Thursday, September 27, 2012

You Can't Go Home Again: Exile, duality and disgust in The Island of Doctor Moreau and The Left Hand of Darkness (updated)

In Gulliver's Travels, Gulliver, after being stranded on an island with the refined Houynhnhnms and the vulgar Yahoos, returns home and is repulsed by his countrymen's similarity to Yahoos (1). Prendick and Genly experience similar feelings when meeting their compatriots again after a period of exile. Both travellers are exposed to a situation which both heightens their awareness of a fundamental binary opposition, and erodes their confidence in the border between the opposing states.

In The Island of Doctor Moreau the binary opposition is humanity versus animality. Prendrick is forced to confront the nature of this dyad, and determine how each side is constituted. His confidence in the border between the two states is eroded by his experiences with the Beast-Men. When he returns to England, he is repulsed by the animality he sees in humans (2).


Genly in The Left Hand of Darkness confronts the issue of the opposition between male and female in a particularly poignant manner: by falling in love with the genderless Estraven. Estraven challenges him to define the two genders: "...how does the other sex of your planet differ from you?" (3). Genly, having lived so long among the genderless Gethenians, struggles to answer. His love for Estraven undermines his confidence in the essentiality of the gender opposition: "...it does, after all, go even wider than sex" (4). When he meets with his fellow Terrans again, he is repulsed by their ripe masculinity and femininity -- "They all looked strange to me... apes with intelligent eyes, all of them in rut, in kemmer" (5) -- and takes comfort in the Gethenian doctor, who has "not a man's face and not a woman's" (6).

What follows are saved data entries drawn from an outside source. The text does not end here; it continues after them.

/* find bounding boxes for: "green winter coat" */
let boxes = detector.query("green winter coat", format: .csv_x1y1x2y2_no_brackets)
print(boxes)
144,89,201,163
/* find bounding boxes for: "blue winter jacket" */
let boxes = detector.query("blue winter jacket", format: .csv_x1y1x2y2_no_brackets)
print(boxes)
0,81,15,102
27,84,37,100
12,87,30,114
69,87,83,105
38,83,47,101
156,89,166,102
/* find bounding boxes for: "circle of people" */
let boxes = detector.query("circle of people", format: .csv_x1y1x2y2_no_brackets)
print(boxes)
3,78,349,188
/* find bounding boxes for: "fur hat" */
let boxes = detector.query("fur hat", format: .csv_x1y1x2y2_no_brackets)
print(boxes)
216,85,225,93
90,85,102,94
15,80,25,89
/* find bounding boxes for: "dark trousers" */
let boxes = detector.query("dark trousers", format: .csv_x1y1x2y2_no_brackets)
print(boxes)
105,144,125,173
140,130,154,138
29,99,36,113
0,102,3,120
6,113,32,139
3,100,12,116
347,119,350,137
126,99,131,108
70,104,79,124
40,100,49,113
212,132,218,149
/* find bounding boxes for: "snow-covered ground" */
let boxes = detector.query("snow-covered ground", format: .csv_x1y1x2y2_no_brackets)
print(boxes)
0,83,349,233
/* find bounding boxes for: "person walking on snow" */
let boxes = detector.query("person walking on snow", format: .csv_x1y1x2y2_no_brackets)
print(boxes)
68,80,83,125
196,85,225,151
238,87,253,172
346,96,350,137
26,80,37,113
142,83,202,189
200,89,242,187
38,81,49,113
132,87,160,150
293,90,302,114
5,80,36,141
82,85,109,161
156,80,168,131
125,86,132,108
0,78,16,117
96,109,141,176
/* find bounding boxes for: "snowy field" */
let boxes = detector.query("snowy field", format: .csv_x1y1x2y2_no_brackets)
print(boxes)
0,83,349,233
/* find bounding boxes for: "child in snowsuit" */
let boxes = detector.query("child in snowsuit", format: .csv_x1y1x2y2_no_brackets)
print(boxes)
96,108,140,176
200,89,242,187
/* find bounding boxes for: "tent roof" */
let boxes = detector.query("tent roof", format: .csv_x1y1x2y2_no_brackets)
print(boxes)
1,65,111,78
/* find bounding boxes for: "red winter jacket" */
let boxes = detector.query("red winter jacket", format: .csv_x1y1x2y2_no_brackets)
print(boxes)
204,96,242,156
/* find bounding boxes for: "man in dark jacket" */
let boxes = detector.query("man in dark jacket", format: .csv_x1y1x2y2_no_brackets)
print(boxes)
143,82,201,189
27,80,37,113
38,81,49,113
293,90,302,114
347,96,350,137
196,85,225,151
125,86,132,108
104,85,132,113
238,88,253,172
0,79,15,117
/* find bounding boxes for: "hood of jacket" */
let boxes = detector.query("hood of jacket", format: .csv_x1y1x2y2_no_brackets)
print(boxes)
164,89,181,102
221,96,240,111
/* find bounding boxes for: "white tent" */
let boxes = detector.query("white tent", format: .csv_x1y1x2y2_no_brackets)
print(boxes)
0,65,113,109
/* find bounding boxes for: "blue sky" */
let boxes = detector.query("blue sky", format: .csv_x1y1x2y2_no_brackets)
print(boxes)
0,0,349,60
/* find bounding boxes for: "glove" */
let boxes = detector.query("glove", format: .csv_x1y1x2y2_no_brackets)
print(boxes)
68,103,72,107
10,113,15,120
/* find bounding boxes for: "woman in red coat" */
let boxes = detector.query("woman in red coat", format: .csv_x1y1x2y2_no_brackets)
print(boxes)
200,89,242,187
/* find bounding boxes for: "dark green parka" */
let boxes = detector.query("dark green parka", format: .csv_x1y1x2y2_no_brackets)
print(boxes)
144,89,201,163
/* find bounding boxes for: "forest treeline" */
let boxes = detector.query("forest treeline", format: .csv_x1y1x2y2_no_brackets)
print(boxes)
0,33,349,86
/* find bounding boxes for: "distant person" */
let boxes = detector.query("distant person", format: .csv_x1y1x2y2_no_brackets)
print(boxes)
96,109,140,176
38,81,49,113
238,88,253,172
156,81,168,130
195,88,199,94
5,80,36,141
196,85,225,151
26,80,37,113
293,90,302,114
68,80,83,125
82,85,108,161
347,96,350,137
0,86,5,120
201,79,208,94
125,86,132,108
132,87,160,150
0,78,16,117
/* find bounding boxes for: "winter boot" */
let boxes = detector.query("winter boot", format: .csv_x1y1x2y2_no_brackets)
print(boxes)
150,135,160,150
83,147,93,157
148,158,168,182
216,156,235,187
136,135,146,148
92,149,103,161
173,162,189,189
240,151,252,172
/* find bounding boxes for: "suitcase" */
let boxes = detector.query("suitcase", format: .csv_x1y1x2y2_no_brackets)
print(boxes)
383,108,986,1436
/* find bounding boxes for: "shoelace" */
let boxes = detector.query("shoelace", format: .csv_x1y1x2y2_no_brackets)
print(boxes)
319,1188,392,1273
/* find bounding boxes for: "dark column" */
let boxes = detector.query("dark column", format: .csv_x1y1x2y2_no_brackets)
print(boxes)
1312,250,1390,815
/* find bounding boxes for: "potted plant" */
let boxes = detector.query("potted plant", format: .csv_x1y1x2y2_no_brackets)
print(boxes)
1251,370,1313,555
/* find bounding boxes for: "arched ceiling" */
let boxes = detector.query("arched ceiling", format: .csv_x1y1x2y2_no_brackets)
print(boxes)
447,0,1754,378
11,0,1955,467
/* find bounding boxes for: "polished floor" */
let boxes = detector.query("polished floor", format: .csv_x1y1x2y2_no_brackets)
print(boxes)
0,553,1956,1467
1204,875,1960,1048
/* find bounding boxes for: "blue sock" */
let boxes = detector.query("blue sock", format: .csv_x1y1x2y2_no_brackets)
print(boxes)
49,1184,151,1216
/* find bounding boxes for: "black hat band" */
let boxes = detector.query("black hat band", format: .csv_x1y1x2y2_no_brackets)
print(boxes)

Their cases are slightly different -- Genly rejects both sides of the dichotomy, while Prendick rejects one half and desperately seeks the other -- but the repulsion in both cases springs from the same source: the confrontation with, and subsequent erosion of confidence in, a fundamental human dyad. Disgust, as Kristeva  states, is our response to the abject: a part of the self which has been sealed off and cast out, becoming an object (7). Genly, while still physically a man, has sealed off the part of himself which recognises and responds to masculinity and femininity, and being confronted with this in others causes disgust. Prendick, too, shuts down and shuts out the animal side of his humanity, and his fellow human animals cause his bile to rise.

Notes:
1) Swift, chapter XII.
2) Wells, chapter XXII.
3) Le Guin, p. 252.
4) Le Guin, p. 252.
5) Le Guin, p. 318.
6) Le Guin, p. 319.
7) Felluga.

Works cited:
Felluga, Dino. "Modules on Kristeva: On the Abject." Introductory Guide to Critical Theory. Purdue U, January 8 2011. Web. August 18, 2012.
Le Guin, Ursula. The Left Hand of Darkness. New York: Ace Books, 1976.
Swift, Jonathan. Gulliver's Travels. Project Gutenberg, 15 June 2009. Web. 23 September 2012.
Wells, Herbert George. The Island of Doctor Moreau. Project Gutenberg, 14 October 2004. Web. 23 September 2012.